Indexing Questions
https://use-the-index-luke.com/3-minute-test/mysql
Question 1
Is the following index a good fit for the query?
CREATE INDEX tbl_idx ON tbl (date_column)
SELECT COUNT(*)
FROM tbl
WHERE EXTRACT(YEAR FROM date_column) = 2017
Your answer:
- Good fit: No need to change anything
- Bad fit: Changing the index or query could improve performance
Answer
Bad fit: Changing the index or query could improve performance
Wrapping the table column in a function renders this index mostly useless for this query.
Note that the database could still read the full index end to end. Although this can be faster than reading the full table end to end, it is still not very efficient and considered not solution to this problem.
Question 2
Is the following index a good fit for the query?
CREATE INDEX tbl_idx ON tbl (a, date_column)
SELECT *
FROM tbl
WHERE a = 12
ORDER BY date_column DESC
LIMIT 1
Your answer:
- Good fit: No need to change anything
- Bad fit: Changing the index or query could improve performance
Answer
Good fit: No need to change anything
The statement can run as an indexed top-N query. It performs just a B-tree traversal (log(n)) and a single table access.
The trick is that the index supports the where
clause as well as the order by
clause. The database uses the index to find the last entry that matches the where
clause and takes it as result. Even though there is an order by
clause, there is no need to sort any rows.
Question 3
Is the following index a good fit for both queries?
CREATE INDEX tbl_idx ON tbl (a, b)
SELECT *
FROM tbl
WHERE a = 38
AND b = 1
SELECT *
FROM tbl
WHERE b = 1
Your answer:
- Good fit: No need to change anything
- Bad fit: Changing the index or a query could improve performance
Answer
Bad fit: Changing the index or a query could improve performance
The index covers the first query only, the second query cannot use the index efficiently.
Note that the database could still read the full index end to end. Although this can be faster than reading the full table end to end, it is still not very efficient and considered not solution to this problem.
Changing the index column order makes the index suitable for both queries—without additional overhead. The index should therefore look like this (columns exchanged):
CREATE INDEX tbl_idx ON tbl (b, a)
Question 4
Is the following index a good fit for the query?
CREATE INDEX tbl_idx ON tbl (text)
SELECT *
FROM tbl
WHERE text LIKE 'TJ%'
Your answer:
- Good fit: No need to change anything
- Bad fit: Changing the index or query could improve performance
Answer
Good fit: No need to change anything
Although like
expressions starting with a wild card character (%
or _
) cannot use this index efficiently, a pattern that has the wild card character at the very end can! Even if the wild card character is in the middle, the index is still useful.
Question 5
This question is different. First consider the following index and query:
CREATE INDEX tbl_idx ON tbl (a, date_column)
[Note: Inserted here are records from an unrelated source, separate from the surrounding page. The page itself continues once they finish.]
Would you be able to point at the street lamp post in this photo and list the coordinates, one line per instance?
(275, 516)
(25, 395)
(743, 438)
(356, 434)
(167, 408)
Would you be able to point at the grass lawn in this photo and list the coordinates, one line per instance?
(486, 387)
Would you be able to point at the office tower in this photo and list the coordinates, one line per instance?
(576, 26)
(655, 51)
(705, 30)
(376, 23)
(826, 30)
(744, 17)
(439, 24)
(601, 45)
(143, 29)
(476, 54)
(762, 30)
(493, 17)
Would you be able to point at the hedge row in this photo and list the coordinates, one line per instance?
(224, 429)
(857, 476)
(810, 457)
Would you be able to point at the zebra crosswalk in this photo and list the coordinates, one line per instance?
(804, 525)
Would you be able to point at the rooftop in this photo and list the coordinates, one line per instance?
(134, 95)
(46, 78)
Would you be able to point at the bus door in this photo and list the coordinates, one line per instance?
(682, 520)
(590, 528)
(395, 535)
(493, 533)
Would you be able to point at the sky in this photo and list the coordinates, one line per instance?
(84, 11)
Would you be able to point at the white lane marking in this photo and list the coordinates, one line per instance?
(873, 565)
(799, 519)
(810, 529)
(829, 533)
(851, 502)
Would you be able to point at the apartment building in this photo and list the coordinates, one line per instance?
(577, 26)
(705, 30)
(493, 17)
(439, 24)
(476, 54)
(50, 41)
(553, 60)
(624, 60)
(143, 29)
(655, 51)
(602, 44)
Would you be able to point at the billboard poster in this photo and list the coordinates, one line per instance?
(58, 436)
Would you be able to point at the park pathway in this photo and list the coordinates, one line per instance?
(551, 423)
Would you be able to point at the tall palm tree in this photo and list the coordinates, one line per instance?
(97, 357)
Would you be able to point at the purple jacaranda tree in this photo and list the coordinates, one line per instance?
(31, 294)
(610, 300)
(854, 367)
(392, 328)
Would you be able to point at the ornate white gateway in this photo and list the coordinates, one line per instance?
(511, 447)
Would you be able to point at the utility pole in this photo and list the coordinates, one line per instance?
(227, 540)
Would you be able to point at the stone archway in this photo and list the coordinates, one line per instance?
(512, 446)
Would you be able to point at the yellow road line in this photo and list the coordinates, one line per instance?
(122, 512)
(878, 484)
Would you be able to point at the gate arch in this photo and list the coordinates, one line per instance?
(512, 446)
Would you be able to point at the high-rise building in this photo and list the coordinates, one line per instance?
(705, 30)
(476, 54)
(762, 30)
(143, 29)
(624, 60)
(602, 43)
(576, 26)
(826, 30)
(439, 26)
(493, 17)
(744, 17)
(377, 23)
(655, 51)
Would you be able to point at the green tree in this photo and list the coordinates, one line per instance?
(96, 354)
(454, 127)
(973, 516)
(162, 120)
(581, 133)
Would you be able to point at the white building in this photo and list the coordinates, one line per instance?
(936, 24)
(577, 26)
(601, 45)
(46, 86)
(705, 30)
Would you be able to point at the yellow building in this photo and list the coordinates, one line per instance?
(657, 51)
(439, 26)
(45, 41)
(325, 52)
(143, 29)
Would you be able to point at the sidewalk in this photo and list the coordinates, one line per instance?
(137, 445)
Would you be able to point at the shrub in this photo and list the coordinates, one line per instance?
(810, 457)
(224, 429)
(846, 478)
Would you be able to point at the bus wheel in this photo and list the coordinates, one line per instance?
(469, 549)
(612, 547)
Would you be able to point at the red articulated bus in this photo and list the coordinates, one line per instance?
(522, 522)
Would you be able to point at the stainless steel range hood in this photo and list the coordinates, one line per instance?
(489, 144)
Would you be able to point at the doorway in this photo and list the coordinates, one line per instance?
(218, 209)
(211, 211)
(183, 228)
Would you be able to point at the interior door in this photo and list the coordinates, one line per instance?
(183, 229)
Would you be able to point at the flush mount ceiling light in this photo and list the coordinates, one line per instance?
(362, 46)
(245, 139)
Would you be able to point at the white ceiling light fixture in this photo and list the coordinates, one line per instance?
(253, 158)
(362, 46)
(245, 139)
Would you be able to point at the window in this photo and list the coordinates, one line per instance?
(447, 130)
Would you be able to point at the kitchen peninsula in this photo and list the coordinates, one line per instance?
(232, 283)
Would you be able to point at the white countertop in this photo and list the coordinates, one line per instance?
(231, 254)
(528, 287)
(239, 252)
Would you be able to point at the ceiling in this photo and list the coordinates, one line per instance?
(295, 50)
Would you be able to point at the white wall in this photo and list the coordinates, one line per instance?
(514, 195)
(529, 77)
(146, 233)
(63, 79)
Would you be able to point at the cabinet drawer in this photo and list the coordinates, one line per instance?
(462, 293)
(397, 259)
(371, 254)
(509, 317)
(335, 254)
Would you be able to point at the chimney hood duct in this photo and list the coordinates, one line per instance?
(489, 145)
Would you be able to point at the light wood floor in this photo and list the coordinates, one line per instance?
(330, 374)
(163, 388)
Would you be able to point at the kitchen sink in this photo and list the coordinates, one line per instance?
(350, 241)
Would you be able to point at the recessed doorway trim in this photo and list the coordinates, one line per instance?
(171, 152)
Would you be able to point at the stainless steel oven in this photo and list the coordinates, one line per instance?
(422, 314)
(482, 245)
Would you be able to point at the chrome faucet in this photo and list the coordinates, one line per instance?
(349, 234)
SELECT date_column, count(*)
FROM tbl
WHERE a = 38
GROUP BY date_column
Let’s say this query returns at least a few rows and that there is no other index on this table.
To implement a new functional requirement, another condition (b = 1
) is added to the where
clause:
SELECT date_column, count(*)
FROM tbl
WHERE a = 38
AND b = 1
GROUP BY date_column
How will the change affect performance:
- Same: Query performance stays about the same
- Not enough information: Definite answer cannot be given
- Slower: Query takes more time
- Faster: Query take less time
Answer
Same: Query performance stays about the same
Wrong! The query will be slower.
The index happened to have all required data (columns) for the original query. It can run as so-called index-only scan, which doesn’t need to access the actual table at all.
Accessing any column that is not part of the index prevents this optimization so that the database must look into the actual table for each row that qualifies the original where
clause to see if it also satisfies the new filter. Even if the new filter removes all rows, it does so after incurring additional work. Although the grouping has fewer rows to aggregate, this cannot compensate for the additional table look-ups.